La tour Eiffel a rouvert ses portes ce mardi 8 septembre 2026 après une grève du personnel, déclenchée suite à l’éviction des salariées femmes lors d’une visite privée d’un groupe hindou. La direction et le mouvement spirituel ont réagi face à l’indignation générale suscitée en France.
Lundi 7 septembre 2026, la tour Eiffel est restée inaccessible au public en raison d’un mouvement social de ses employés. Les agents ont exprimé leur stupeur et leur colère après avoir reçu des consignes destinées à rendre le personnel féminin invisible lors du passage d’une délégation religieuse durant le week-end, selon les informations constatées sur place.
Les consignes d’éviction du personnel féminin et la grève des salariés
L’origine du conflit remonte au samedi 5 septembre 2026, date à laquelle le troisième étage du monument parisien a été privatisé pour le compte du mouvement hindou BAPS (Bochasanwasi Akshar Purushottam Swaminarayan Sanstha). Cette organisation est connue pour sa stricte tradition conservatrice. Selon les syndicats, la visite s’est déroulée selon des exigences particulières concernant la mixité.
Dans un communiqué transmis par le syndicat CGT, les salariés ont dénoncé des instructions professionnelles précises. Certaines femmes ont été invitées à quitter leur poste et à se mettre à l’écart dans des locaux, tandis que d’autres ont été remplacées par des hommes à des postes clés. Il a également été ordonné à l’ensemble des salariées de ne pas traverser certaines zones du site pendant toute la durée de la visite de la délégation.

Diane Davoine, élue CGT au CSE, a déclaré via Franceinfo qu’on leur avait demandé de s’écarter parce que cette délégation de personnes ne pouvait pas être en contact avec des femmes, qualifiant cette situation de choc et d’humiliation pour les femmes.
Face à cette situation jugée contraire aux valeurs d’égalité, le personnel s’est mobilisé dès le lundi matin en assemblée générale au pied de la tour. Le vote majoritaire en faveur de la grève a immédiatement entraîné la fermeture totale du site touristique, provoquant l’incompréhension des nombreux touristes présents sur le parvis.
Les réactions de la direction et les excuses du mouvement BAPS
La direction de la Société d’exploitation de la tour Eiffel (SETE) a rapidement réagi face à la polémique.
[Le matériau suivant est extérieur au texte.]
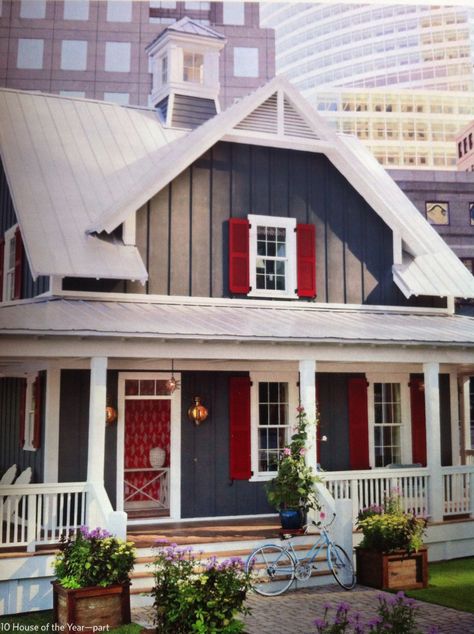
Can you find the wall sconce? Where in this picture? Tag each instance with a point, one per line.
(197, 412)
(172, 384)
(110, 415)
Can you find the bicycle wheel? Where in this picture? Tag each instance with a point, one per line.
(273, 569)
(340, 564)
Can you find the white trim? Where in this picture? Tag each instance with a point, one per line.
(175, 440)
(255, 377)
(289, 224)
(225, 301)
(405, 427)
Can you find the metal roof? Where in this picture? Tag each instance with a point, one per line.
(232, 321)
(66, 161)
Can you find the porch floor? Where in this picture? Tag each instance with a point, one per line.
(206, 531)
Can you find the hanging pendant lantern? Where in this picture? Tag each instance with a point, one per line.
(197, 412)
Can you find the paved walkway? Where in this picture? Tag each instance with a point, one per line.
(294, 612)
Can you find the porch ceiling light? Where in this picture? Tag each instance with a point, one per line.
(197, 412)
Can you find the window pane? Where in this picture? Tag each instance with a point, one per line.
(437, 213)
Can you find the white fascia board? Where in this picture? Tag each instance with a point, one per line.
(65, 347)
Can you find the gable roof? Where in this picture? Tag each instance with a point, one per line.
(110, 160)
(66, 162)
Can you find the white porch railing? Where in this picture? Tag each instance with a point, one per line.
(40, 514)
(365, 488)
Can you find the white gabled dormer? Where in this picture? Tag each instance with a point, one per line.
(184, 61)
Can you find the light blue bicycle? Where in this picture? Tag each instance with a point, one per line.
(275, 567)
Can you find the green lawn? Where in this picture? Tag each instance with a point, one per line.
(451, 583)
(43, 621)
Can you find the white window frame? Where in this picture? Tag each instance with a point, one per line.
(290, 270)
(196, 69)
(29, 421)
(264, 377)
(405, 426)
(9, 271)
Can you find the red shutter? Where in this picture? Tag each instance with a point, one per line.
(18, 263)
(2, 263)
(37, 424)
(306, 260)
(239, 413)
(358, 423)
(418, 421)
(239, 280)
(21, 422)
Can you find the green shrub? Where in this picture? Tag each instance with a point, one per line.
(93, 558)
(192, 595)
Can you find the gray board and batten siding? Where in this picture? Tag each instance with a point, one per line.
(182, 232)
(29, 287)
(11, 390)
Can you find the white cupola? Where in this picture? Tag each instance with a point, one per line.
(184, 61)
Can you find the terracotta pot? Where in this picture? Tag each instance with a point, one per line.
(392, 571)
(93, 606)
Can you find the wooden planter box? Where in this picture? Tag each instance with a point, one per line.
(394, 571)
(94, 606)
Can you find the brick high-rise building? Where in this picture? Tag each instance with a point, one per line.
(96, 48)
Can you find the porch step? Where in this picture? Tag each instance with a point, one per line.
(142, 576)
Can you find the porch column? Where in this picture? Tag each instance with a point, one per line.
(307, 369)
(97, 404)
(433, 440)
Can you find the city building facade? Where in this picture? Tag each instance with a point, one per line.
(465, 145)
(97, 49)
(398, 76)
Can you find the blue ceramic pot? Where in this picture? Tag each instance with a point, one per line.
(291, 518)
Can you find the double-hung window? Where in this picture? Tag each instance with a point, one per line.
(272, 256)
(11, 253)
(193, 67)
(389, 414)
(274, 402)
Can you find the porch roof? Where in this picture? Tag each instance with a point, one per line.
(232, 320)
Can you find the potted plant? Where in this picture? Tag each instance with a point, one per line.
(92, 586)
(196, 595)
(391, 554)
(292, 491)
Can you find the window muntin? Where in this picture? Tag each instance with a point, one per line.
(273, 423)
(9, 265)
(437, 213)
(387, 423)
(272, 256)
(193, 67)
(30, 412)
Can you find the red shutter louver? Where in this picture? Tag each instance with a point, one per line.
(358, 423)
(239, 280)
(418, 421)
(239, 415)
(306, 260)
(37, 415)
(18, 264)
(2, 264)
(22, 413)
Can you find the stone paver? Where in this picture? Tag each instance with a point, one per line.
(295, 611)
Le président de la SETE, Ariel Weil, a qualifié ces pratiques d’inacceptables, affirmant qu’il est hors de question d’accepter de telles pratiques et qu’une enquête approfondie serait menée. La société d’exploitation a reconnu qu’une demande visant à limiter les interactions avec les femmes avait bien été formulée par les visiteurs.

De son côté, le mouvement spirituel BAPS a publié un message sur les réseaux sociaux afin de clarifier sa position. L’organisation a présenté ses excuses tout en nuances, déclarant à notre connaissance, à aucun moment l’accès à la tour Eiffel n’a été refusé à qui que ce soit.
Le groupe a toutefois présenté ses sincères excuses à toute personne qui aurait pu être blessée ou gênée par cette situation, précisant que la visite avait été planifiée en coordination avec les équipes du monument pour s’adapter à la taille de leur délégation.
L’indignation de la classe politique face au respect des lois de la République
L’affaire a provoqué de vives réactions au sein du gouvernement et parmi les personnalités politiques. La ministre chargée de l’Égalité entre les femmes et les hommes, Aurore Bergé, a rappelé sur la plateforme X que en France, on ne demande pas aux femmes de s’effacer, soulignant qu’aucun dogme n’est supérieur aux lois de la République.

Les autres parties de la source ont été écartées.